2012: We recognize that the individual right to bear arms is an important part of the American tradition, and we will preserve Americans’ Second Amendment right to own and use firearms.

2008: We recognize that the right to bear arms is an important part of the American tradition,
and we will preserve Americans’ Second Amendment right to own and use firearms.

Lip service, perhaps, but there have also been practical changes in the party’s conduct. As Second Amendment attorney and scholar David Kopel pointed out in 2010, 81 House Democrats and 19 Senate Democrats signed onto an amicus brief filed in the U.S. Supreme Court case McDonald v. Chicago supporting incorporation of the individual-rights interpretation of the Second Amendment to the states.

The national Democratic Party’s relatively recent near-uniform contempt for the Second Amendment coincided with billionaire Michael Bloomberg’s decision to employ his almost unlimited wealth in service of dismantling gun rights. After pledging $50 million to confront the NRA in 2013, the former New York City mayor has spent untold millions in federal and state elections to shift the Democratic Party to a radical anti-gun position.

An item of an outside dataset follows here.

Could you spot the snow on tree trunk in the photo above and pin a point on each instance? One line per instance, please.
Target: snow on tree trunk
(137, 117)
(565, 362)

Nevertheless, there is a limit to what money can buy. This year Bloomberg attempted to purchase the Democratic Party outright, seeking its nomination for president. According to ABC News, the would-be oligarch spent more than $1 billion on the venture, only to win American Samoa’s primary. Talk about a bad investment.

In the end, votes are what count. While the current national Democratic Party is being driven by its anti-gun donor class, the party’s servitude need not last forever. Support for the Second Amendment has been, and should be, bipartisan. The way to make this clear to the national Democratic Party and Michael Bloomberg is through the ballot box.